Un papillon aperçoit une toile d’araignée, et il choisit d’y voler de son plein gré.
*
Song Qingshi le réconforta longuement, jusqu’à ce que la respiration de Yue Wuhuan s’apaise enfin et qu’il retrouve son calme.
Ils restèrent ensuite assis ensemble sur le toit, cachés dans l’ombre, plongés dans leurs pensées.
Le propriétaire de la taverne, croyant que le malfaiteur était parti, revint en douce pour remettre de l’ordre et accueillir à nouveau les clients. Peut-être parce que les couples appréciaient particulièrement boire un verre en une telle occasion, il ne fallut pas longtemps avant que la taverne ne résonne à nouveau de rires et de taquineries amoureuses.
Le Festival des Amoureux crée vraiment une atmosphère de corruption. Cela souillera les yeux du Maître.
Yue Wuhuan regretta un peu d’avoir trop bien joué les dociles, de ne pas avoir persuadé Song Qingshi de choisir une autre destination de voyage. Il n’avait pas non plus imaginé que Song Qingshi, qui passait habituellement ses soirées sagement à lire avec lui dans leur chambre, s’éclipserait en douce. À présent, il était trop tard pour lui cacher l’existence du Festival des Amoureux. Il fallait vite trouver un prétexte…
Il réfléchit un instant, prit une expression détendue, puis désigna du doigt la pagode aux Neuf Trésors, située dans un endroit isolé, et demanda avec espoir : « Respecté Maître, je pense que s’asseoir en hauteur et observer les lumières de ce monde sous la lueur de la lune doit être une scène magnifique. »
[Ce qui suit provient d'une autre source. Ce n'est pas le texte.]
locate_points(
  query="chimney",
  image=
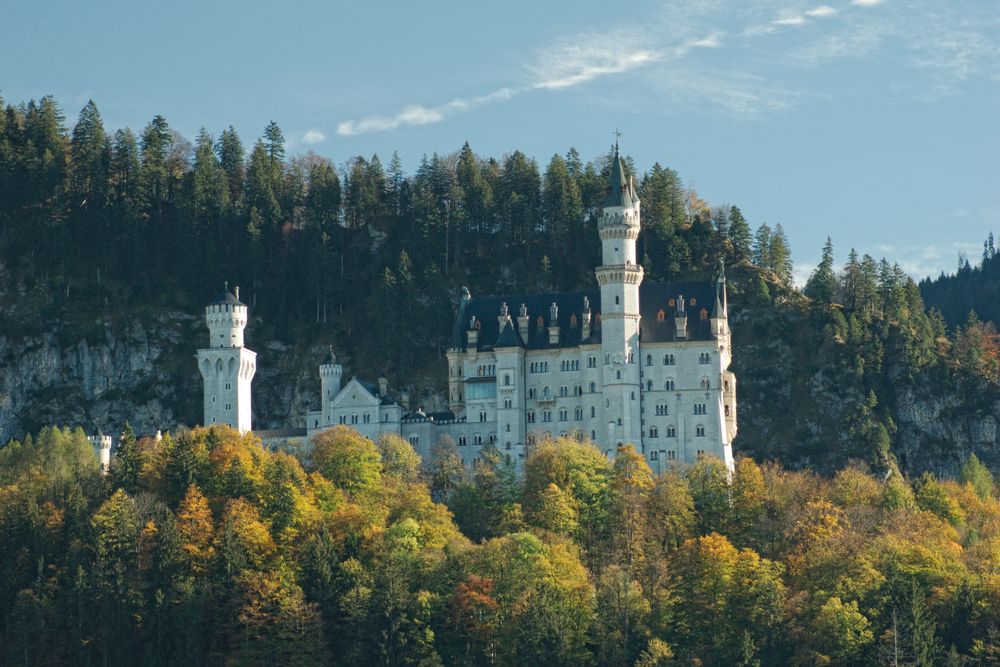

« D’accord, » répondit Song Qingshi en le regardant, le sourire aux lèvres. « Moi aussi, je trouve cet endroit trop bruyant. »
Il prit la main de Yue Wuhuan et l’entraîna à travers la foule animée vers la pagode aux Neuf Trésors. C’était l’un des paysages emblématiques de la ville de Nanhai. La légende disait qu’un portrait du Divin Seigneur y était vénéré, mais puisque la porte de la tour restait perpétuellement close, personne ne savait à quoi il ressemblait. La pagode était entourée d’une vaste mer de bambous. Le cadre était superbe, mais durant le Festival des Fleurs, il ne pouvait rivaliser avec l’éclat coloré des floraisons. L’endroit restait donc désert et silencieux.
Dans l’épaisseur de la bambouseraie, un jeune couple se cachait, s’enlaçant tendrement, échangeant des baisers passionnés. L’un murmurait que les lèvres de l’autre avaient un goût sucré, tandis que l’autre murmurait qu’elles étaient douces. Les mots d’amour, haletants, étaient d’une mièvrerie étouffante.
Song Qingshi ne put s’empêcher de leur jeter un coup d’œil furtif.
Yue Wuhuan lui tourna aussitôt la tête de l’autre côté. Dans le même temps, les lianes du Sang rampèrent silencieusement vers les amants et, dégageant une aura terrifiante, les effrayèrent jusqu’à les faire fuir. Yue Wuhuan invoqua ensuite son épée et, s’en servant comme d’un support de vol, transporta Song Qingshi jusqu’au sommet de la pagode. Il inspecta les lieux à plusieurs reprises, déploya son sens divin pour s’assurer qu’aucune présence ne viendrait les déranger, puis il se détendit enfin.
La lune de ce soir était véritablement splendide. Son éclat enveloppait la pagode aux Neuf Trésors, si bien qu’aucune lanterne n’était nécessaire pour distinguer clairement le paysage alentour. Perchés au sommet, ils avaient l’impression d’être assis hors du monde, surplombant la frénésie des hommes. Le marché nocturne, vu d’ici, ressemblait à une rivière lumineuse serpentant à travers la ville. Tout autour, les points de lumière dispersés indiquaient les nombreuses maisons où se trouvaient ceux qui, éveillés ou engourdis, vivaient leurs propres histoires.
Song Qingshi ne voulait pas être lucide. Mais il n’avait pas le choix…
Il sortit un à un les objets qu’il avait achetés de sa bourse et les tendit tous à Yue Wuhuan. Même s’il se rendait compte, en repensant aux boniments des marchands, qu’il avait acheté pas mal de choses absurdes, cela n’avait pas d’importance. Tant que son intention n’était pas stupide, c’était ce qui comptait.
Yue Wuhuan tomba sur un sifflet en bois sculpté en forme d’oiseau. Il ne put s’empêcher de sourire et le porta à ses lèvres, soufflant quelques notes.
Contre toute attente, le petit sifflet produisit un chant mélodieux, imitant le gazouillement harmonieux d’un chœur d’oiseaux.